Phil couldn’t imagine a small-town department like Crick City needing any significant supply space. “Oh, the SWAT and riot gear, huh? You keep the department helicopter in there, too?”

“No, funny man, I keep the
really
important cop stuff in there, like coffee filters, which we’re out of, by the way. So that can be your first mission as one of Crick City’s finest. Sometime tonight during your busy and dangerous watch, run on by the Qwik-Stop and pick up a box of filters. The boss needs his coffee in the morning.”

“Ah, so that’s why you hired me. Sergeant Straker the errand boy.”

“Damn straight. Now why don’t you shitcan the jokes for a minute and let me brief you.”

“Sure, boss.”

Phil took a seat in the fold-down as Mullins rummaged through one of his desk drawers.
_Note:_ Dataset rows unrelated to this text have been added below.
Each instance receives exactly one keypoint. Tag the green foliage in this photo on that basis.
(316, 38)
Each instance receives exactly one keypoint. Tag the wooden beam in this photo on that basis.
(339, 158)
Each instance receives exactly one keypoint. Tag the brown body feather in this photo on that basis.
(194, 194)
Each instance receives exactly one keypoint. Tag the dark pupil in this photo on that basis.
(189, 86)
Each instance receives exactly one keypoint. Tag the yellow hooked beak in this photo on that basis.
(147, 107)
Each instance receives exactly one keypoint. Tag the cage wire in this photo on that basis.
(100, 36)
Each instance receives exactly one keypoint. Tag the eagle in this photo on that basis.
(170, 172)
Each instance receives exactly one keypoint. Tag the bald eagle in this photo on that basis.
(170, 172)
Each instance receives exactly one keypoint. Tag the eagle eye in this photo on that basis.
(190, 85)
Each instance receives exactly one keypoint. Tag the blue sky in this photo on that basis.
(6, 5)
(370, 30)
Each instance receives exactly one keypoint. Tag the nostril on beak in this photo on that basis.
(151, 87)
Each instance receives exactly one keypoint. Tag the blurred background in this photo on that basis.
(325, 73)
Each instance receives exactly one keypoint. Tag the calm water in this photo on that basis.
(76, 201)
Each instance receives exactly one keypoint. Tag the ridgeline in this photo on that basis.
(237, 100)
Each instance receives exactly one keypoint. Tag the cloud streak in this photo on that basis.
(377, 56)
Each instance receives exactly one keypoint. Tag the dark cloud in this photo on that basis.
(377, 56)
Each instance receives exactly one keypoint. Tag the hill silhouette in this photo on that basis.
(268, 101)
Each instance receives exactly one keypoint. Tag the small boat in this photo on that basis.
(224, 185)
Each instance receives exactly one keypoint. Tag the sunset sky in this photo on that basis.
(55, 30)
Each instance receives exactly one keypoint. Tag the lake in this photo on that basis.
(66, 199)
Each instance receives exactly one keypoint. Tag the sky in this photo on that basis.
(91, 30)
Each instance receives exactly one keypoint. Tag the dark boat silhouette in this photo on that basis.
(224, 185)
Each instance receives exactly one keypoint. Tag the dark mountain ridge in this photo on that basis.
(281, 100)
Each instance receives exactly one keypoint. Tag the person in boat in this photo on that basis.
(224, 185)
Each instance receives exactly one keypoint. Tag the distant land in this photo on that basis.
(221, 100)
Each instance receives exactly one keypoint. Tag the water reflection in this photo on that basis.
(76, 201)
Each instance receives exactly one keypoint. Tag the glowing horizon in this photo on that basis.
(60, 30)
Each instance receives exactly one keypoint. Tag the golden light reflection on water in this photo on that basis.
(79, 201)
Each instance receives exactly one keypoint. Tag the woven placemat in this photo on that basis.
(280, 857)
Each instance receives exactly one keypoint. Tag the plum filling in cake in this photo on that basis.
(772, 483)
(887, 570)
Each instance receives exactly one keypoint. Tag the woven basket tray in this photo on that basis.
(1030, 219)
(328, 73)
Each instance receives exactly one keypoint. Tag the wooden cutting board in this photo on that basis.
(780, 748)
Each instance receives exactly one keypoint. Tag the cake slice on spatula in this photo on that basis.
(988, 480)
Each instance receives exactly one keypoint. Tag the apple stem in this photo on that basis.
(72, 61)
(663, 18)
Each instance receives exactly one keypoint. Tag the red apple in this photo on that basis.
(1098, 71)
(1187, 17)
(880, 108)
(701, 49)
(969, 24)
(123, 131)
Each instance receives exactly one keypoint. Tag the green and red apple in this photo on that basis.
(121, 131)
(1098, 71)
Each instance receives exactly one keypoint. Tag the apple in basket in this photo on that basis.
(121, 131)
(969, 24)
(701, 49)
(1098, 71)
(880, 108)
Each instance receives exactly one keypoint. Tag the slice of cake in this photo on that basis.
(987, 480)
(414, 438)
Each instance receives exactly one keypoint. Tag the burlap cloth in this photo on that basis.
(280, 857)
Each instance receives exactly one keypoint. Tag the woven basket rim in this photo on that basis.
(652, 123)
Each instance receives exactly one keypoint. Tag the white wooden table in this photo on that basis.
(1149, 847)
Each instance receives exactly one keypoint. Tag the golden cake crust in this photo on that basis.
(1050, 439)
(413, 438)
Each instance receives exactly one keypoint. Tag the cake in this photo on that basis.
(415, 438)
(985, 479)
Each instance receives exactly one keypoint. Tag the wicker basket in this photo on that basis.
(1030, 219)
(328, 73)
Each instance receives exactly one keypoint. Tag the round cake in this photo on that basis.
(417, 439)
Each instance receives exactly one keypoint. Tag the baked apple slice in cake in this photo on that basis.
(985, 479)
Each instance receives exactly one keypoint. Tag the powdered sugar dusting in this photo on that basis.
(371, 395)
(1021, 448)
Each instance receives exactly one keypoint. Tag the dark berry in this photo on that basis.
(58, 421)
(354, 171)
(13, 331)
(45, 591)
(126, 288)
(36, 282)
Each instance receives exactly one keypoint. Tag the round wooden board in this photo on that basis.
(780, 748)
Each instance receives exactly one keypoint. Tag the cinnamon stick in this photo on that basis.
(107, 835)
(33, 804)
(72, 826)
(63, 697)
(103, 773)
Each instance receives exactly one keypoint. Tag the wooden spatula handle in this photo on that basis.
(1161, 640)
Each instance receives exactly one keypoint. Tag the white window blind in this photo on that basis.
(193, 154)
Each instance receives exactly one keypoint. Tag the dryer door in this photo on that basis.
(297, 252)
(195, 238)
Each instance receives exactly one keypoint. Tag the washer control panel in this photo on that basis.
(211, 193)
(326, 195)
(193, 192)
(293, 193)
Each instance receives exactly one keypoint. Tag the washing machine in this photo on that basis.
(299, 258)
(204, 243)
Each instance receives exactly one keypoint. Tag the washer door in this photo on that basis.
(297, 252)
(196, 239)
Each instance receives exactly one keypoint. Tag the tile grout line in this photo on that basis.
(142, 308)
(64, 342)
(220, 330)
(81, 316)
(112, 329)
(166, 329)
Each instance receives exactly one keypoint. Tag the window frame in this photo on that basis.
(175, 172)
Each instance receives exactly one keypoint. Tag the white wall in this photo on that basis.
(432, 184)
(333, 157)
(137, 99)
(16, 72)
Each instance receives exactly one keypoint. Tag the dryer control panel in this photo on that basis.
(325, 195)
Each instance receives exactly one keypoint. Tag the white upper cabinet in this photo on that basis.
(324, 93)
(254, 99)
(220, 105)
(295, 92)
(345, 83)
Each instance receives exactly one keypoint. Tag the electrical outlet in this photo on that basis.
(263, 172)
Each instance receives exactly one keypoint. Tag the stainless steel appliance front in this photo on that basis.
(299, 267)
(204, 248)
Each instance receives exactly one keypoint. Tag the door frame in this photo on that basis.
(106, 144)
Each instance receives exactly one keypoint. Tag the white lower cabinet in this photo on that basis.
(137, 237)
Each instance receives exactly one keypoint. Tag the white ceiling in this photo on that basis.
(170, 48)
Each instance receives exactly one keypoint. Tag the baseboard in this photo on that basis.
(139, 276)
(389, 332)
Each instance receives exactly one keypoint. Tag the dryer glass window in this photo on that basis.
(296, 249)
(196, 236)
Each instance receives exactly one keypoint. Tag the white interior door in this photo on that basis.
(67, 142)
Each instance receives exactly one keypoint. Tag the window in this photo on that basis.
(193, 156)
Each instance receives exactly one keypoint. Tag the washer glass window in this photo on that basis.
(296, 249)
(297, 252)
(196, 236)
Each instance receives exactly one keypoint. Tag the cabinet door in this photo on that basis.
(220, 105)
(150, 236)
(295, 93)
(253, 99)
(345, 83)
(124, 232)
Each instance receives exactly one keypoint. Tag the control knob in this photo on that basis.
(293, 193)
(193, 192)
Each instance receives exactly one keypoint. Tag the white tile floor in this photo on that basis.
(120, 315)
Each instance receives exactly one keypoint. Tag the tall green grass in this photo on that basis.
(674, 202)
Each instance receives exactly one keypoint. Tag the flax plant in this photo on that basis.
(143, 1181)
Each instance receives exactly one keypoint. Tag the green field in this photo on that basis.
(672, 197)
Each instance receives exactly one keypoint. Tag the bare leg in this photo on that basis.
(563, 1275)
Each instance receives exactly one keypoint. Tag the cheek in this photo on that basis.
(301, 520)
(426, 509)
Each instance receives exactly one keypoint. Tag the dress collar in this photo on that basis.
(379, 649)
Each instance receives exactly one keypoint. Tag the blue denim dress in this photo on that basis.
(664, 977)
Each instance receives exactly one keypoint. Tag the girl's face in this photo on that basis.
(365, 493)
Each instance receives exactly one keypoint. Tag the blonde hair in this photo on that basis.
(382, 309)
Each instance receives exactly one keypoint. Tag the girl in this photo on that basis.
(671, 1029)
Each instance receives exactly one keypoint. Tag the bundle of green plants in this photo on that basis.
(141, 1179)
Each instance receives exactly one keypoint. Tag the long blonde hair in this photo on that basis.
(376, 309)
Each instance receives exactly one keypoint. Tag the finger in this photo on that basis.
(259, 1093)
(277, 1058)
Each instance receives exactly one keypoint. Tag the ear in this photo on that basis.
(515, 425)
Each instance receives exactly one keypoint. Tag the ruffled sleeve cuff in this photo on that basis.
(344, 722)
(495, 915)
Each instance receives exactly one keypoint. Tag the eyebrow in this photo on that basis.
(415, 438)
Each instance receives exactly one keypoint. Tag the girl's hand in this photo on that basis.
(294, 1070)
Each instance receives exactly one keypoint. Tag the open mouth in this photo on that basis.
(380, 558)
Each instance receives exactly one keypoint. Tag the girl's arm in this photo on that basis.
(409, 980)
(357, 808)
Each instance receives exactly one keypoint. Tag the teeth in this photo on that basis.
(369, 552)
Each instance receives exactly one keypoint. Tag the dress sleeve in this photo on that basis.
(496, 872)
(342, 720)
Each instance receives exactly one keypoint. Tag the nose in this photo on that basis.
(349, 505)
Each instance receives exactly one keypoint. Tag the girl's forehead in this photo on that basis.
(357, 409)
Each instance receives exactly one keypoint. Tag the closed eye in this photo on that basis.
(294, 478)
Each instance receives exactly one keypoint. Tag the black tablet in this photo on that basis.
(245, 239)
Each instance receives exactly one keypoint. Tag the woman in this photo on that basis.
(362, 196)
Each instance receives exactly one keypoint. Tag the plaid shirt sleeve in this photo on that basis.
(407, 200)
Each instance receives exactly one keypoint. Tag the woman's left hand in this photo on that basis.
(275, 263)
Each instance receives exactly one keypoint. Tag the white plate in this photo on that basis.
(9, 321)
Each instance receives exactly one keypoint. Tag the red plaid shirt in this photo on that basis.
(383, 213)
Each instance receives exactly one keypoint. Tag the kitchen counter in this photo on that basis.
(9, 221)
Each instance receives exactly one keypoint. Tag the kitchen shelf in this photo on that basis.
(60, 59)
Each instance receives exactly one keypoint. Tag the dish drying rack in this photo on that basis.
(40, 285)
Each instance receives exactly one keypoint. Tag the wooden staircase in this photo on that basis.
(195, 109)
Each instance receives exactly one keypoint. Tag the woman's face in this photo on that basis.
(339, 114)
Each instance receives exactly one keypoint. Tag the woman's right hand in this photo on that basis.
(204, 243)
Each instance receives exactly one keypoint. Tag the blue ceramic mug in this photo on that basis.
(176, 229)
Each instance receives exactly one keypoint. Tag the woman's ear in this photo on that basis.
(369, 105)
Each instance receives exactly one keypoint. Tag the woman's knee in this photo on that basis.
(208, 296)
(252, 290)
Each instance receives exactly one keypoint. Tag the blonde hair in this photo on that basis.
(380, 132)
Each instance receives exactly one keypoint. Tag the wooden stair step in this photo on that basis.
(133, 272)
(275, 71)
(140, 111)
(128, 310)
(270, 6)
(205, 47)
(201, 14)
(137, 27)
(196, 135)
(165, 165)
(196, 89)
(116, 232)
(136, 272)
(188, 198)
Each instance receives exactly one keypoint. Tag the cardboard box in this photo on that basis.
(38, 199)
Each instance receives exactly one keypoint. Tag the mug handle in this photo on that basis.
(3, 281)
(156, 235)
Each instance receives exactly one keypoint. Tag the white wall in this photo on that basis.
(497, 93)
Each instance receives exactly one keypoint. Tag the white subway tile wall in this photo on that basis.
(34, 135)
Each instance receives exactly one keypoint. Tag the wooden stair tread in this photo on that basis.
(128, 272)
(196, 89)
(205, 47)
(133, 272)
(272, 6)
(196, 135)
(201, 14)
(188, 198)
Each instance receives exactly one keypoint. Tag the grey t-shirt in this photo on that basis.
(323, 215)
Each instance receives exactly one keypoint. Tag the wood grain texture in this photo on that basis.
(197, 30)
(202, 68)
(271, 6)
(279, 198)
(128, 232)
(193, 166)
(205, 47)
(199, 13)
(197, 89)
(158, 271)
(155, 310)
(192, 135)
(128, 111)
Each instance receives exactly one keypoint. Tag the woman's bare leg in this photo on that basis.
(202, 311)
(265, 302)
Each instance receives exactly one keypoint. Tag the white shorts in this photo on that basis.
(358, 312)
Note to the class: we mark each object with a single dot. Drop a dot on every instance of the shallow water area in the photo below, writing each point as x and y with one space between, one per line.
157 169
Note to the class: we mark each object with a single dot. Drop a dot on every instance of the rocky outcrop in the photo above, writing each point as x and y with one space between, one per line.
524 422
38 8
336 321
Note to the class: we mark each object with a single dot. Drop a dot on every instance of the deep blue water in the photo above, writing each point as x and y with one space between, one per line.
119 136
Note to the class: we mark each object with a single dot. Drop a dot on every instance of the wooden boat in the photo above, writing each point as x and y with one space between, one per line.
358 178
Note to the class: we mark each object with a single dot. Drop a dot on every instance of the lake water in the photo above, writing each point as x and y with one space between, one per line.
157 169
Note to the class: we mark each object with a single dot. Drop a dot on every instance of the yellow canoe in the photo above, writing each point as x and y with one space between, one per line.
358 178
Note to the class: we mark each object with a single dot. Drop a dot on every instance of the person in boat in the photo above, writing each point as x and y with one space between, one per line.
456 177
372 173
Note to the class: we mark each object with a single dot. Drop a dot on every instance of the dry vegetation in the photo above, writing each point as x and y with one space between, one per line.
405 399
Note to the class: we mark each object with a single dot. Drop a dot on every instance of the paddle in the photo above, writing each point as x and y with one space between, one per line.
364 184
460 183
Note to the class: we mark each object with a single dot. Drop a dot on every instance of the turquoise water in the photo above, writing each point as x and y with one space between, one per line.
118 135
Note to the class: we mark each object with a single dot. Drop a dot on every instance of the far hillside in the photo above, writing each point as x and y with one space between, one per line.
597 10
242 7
The man’s stomach bulged to the extent that if he leaned over any further, his shirt would more than likely burst. “One thing you need to learn fast, Adam 12, is we use the county signal sheet, not the fucked-up codes you had on Metro.” He passed Phil a copy of the set of radio signal designations. “Learn it fast.”

“Gee, Chief, I don’t know. I’ve only got a Master’s degree; this might take me a while to get in my head—like about thirty seconds.”